Firstly, the black and white cricketing countries can rarely have an argument about anything without accusations of racism entering the plot. Take, for example, the two major fractures in cricketing relations this century - the Bodyline controversy in 1933, and the Faisalabad incident in 1987.

In the first instance, when

Australia cabled the MCC accusing Douglas Jardine's tourists of 'unsportsmanlike' conduct, the MCC got extremely pompous and demanded, as a condition of the tour continuing, that the Australians withdraw the word 'unsportsmanlike'.

In the second, Mike Gatting, the England captain who had had a public row with a Pakistani umpire, was cabled from a panic- stricken Lord's with an instruction to issue a written apology. Traditionally, England and Australia fall out, and then have a few beers. England and Pakistan, on the other hand, have cultural differences based almost entirely on mutual suspicion.

In the summer of 1992, England's cricketers convinced themselves that Wasim Akram and Waqar Younis were an irresistible force only because they were doctoring a moveable object, while Pakistan were unshakeable in their belief that every decision that went against them was some sort of plot.

Neither is it easy for the English press to circumnavigate the culture divide, and convince our visitors that not every fast, inswinging cliche is an underhand delivery.
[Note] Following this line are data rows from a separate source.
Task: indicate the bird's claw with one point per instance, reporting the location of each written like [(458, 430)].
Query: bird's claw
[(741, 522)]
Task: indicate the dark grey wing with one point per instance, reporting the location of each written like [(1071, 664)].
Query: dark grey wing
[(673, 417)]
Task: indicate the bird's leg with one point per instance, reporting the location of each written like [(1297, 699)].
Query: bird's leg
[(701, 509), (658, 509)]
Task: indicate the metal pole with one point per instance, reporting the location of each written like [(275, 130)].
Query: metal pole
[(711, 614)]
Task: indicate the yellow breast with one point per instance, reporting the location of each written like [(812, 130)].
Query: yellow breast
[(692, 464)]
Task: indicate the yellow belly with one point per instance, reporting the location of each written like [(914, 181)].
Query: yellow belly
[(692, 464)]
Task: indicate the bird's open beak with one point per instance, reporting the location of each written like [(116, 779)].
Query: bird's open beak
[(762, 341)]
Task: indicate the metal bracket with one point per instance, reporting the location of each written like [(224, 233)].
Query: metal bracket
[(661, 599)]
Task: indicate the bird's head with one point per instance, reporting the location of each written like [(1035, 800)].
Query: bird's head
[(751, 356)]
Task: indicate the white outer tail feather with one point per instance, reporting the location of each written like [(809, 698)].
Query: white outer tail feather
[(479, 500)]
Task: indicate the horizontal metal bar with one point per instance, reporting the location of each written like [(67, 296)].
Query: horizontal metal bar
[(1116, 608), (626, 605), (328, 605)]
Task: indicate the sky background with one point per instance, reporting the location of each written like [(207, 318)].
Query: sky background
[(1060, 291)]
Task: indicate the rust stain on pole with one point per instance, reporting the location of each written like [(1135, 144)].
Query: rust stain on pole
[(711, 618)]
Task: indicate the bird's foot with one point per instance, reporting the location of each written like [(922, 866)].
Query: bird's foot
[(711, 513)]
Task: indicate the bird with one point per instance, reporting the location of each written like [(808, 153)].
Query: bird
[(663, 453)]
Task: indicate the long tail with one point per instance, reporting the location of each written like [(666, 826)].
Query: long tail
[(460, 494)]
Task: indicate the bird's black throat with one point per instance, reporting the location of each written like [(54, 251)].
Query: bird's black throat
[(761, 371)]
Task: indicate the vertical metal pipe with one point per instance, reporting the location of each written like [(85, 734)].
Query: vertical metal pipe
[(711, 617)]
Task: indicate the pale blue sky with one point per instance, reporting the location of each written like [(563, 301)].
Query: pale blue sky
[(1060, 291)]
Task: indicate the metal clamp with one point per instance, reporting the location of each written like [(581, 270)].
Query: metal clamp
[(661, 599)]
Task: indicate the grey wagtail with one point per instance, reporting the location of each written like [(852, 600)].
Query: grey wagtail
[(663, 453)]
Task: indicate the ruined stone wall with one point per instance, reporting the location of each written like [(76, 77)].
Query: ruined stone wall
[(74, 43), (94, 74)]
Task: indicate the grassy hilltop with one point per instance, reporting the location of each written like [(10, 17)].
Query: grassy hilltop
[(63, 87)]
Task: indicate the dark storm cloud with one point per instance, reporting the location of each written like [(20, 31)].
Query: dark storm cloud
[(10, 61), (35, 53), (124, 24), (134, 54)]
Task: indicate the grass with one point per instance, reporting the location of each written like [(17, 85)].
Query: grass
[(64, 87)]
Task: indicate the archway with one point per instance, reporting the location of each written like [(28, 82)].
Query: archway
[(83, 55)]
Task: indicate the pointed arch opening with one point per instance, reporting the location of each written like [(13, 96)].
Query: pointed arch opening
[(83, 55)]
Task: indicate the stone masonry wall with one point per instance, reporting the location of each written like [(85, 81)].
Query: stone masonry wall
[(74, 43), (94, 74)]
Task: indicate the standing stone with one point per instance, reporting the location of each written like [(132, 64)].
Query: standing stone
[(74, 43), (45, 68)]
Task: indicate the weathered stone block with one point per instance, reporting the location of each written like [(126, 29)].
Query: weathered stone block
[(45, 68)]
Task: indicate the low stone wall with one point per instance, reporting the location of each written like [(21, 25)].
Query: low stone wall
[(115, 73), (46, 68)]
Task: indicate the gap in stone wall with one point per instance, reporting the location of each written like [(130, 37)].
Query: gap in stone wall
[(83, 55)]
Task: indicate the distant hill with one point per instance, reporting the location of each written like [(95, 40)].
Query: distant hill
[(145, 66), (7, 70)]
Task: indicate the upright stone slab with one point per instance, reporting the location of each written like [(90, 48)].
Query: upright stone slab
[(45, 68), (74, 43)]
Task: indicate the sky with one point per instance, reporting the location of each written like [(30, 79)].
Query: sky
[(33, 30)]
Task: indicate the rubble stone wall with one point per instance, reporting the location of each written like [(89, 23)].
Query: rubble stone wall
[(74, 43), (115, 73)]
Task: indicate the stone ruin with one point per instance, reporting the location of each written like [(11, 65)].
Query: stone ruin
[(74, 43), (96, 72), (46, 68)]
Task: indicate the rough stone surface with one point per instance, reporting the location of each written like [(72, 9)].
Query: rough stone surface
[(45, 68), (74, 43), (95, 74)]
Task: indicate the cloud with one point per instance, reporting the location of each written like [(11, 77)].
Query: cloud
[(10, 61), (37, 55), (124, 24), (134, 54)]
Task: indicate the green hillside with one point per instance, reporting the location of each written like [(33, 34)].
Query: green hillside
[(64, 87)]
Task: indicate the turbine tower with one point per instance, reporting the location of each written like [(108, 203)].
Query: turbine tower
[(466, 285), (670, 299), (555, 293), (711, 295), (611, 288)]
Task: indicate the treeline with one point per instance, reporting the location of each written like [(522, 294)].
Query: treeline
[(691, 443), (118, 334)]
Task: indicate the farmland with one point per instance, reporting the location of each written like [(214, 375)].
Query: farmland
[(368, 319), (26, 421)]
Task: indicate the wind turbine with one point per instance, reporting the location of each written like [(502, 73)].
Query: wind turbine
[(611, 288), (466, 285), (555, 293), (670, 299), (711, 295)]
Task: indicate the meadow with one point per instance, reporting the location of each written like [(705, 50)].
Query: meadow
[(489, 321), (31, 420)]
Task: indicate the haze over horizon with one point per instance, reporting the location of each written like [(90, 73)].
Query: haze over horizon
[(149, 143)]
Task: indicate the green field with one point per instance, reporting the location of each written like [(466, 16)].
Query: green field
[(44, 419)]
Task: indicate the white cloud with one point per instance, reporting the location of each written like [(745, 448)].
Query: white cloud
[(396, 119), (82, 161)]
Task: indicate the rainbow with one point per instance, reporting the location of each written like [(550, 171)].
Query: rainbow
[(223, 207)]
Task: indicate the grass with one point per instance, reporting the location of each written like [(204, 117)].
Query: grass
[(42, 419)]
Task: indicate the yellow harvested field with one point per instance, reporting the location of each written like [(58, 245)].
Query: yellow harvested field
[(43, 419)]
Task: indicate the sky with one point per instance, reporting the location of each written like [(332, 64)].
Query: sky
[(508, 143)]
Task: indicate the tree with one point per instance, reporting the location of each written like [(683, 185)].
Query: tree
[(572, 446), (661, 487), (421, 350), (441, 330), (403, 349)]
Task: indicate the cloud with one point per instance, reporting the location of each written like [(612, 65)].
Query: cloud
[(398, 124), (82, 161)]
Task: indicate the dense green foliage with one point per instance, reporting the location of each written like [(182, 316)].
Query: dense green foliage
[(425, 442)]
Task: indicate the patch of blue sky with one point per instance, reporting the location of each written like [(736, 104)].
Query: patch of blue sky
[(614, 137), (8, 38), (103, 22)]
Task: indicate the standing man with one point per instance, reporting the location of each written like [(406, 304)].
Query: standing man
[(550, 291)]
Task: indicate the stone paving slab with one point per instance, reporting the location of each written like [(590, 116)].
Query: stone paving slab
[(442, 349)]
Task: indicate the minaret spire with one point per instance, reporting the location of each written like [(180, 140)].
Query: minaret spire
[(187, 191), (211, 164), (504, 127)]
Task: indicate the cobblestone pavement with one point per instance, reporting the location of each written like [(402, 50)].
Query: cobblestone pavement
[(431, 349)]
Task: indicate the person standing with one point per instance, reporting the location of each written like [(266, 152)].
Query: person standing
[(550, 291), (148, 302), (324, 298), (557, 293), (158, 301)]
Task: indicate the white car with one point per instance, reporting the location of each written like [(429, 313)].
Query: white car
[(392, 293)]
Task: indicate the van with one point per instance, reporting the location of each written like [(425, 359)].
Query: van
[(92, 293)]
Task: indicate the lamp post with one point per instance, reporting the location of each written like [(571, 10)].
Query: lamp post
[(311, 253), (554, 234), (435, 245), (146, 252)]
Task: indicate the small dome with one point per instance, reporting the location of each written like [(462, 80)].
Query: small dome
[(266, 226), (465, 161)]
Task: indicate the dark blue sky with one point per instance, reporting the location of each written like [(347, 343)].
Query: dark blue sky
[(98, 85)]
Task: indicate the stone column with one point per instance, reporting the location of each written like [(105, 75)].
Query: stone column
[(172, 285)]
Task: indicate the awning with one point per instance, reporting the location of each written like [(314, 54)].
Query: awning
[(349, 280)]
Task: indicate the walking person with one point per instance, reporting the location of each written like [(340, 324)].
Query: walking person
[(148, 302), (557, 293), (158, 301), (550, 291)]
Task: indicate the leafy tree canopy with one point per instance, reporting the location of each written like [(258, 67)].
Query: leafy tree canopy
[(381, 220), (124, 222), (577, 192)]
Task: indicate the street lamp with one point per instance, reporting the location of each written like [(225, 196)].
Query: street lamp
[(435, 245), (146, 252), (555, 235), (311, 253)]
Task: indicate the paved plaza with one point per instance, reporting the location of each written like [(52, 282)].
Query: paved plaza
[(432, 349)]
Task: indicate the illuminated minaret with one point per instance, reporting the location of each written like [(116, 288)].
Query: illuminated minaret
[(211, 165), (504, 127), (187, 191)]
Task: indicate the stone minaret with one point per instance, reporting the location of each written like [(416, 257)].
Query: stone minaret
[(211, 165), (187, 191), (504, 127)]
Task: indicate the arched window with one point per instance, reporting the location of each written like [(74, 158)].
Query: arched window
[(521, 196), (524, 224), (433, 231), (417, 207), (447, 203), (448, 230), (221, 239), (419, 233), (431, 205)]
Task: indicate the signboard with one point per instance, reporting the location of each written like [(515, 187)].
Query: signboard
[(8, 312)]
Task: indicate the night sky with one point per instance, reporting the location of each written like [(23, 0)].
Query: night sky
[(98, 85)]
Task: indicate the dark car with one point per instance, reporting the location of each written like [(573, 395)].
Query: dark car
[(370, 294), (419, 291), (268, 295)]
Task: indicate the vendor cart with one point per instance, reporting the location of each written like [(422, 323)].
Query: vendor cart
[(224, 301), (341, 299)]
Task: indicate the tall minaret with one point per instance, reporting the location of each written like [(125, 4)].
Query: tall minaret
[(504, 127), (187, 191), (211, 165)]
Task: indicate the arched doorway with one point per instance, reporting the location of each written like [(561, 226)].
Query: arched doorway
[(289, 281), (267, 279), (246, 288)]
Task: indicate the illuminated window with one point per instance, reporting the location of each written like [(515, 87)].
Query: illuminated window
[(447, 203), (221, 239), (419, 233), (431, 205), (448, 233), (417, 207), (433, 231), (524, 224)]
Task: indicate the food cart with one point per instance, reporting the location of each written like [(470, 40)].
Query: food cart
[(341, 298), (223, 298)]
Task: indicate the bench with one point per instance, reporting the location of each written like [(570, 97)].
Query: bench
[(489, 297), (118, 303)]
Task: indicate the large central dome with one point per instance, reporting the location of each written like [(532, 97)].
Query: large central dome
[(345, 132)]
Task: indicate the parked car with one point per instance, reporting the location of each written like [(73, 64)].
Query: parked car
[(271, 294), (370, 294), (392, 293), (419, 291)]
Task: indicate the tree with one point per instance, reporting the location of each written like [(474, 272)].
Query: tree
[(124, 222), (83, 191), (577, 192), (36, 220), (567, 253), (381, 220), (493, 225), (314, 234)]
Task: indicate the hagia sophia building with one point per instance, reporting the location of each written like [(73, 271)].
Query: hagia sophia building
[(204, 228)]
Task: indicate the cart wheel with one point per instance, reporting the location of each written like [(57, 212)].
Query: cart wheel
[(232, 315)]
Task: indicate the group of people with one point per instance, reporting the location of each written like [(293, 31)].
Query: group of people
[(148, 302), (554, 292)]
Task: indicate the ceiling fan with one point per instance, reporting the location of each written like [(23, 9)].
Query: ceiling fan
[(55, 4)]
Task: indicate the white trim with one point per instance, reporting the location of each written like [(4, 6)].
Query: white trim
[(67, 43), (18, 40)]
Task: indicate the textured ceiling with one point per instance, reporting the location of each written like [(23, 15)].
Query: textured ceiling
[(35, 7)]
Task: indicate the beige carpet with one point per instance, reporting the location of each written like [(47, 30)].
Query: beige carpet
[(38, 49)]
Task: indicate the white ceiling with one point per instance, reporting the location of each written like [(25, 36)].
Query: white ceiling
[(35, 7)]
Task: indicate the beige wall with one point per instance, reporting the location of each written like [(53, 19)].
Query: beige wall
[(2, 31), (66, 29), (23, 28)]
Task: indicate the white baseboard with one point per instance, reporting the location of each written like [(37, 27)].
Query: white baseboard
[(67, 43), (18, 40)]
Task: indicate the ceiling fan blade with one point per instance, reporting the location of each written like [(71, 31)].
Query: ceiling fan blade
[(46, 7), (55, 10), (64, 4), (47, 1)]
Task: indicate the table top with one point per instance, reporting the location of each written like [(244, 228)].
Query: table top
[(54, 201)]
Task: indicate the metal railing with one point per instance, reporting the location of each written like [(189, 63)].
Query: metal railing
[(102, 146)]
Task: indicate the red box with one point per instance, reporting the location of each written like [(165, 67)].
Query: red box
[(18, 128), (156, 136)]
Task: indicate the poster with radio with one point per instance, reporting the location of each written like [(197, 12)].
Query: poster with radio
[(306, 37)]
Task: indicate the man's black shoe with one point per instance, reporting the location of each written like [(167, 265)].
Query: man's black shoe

One of my own references to their captain, Javed Miandad, apparently attracted the interest of his lawyers in the mistaken belief that to describe him as a 'streetfighter' was not so much a complimentary comment about his battling qualities when the chips were down, as an inference that he went around duffing up people on pavements.

The other reason for this affair assuming nonsensically over-inflated importance is the curious belief of both the Test and County Cricket Board and the International Cricket Council that they are both private clubs, with the public having little or no right to any insight as to how they conduct their business. A C Smith, the TCCB's chief executive, is famous for the following statement. 'No comment . . . but don't quote me.'

Whether or not Sarfraz Nawaz gave Allan Lamb the secrets of ball- doctoring while they were team- mates at Northampton, is not known. What is known, however, is that the two umpires who inspected the ball during the one-day international at Lord's in 1992, decided that it had been interfered with


The TCCB media relations manager, who was present when the Pakistanis were informed of the umpires' decision, confirmed it, and the England captain, Graham Gooch, was told by one of the umpires that the ball had been changed under the law governing unfair play.

However, both the ICC and TCCB eventually bottled the issue for fear of further undermining the fragile peace that exists in what they laughably refer to as the 'family' of cricket. As always, the 'sit tight and say nothing' approach has merely made things worse. As far as Pakistan are concerned, cricket in England is run by arrogant racists. As far as England are concerned, Pakistan cheat. Today, the two countries are as far apart as ever.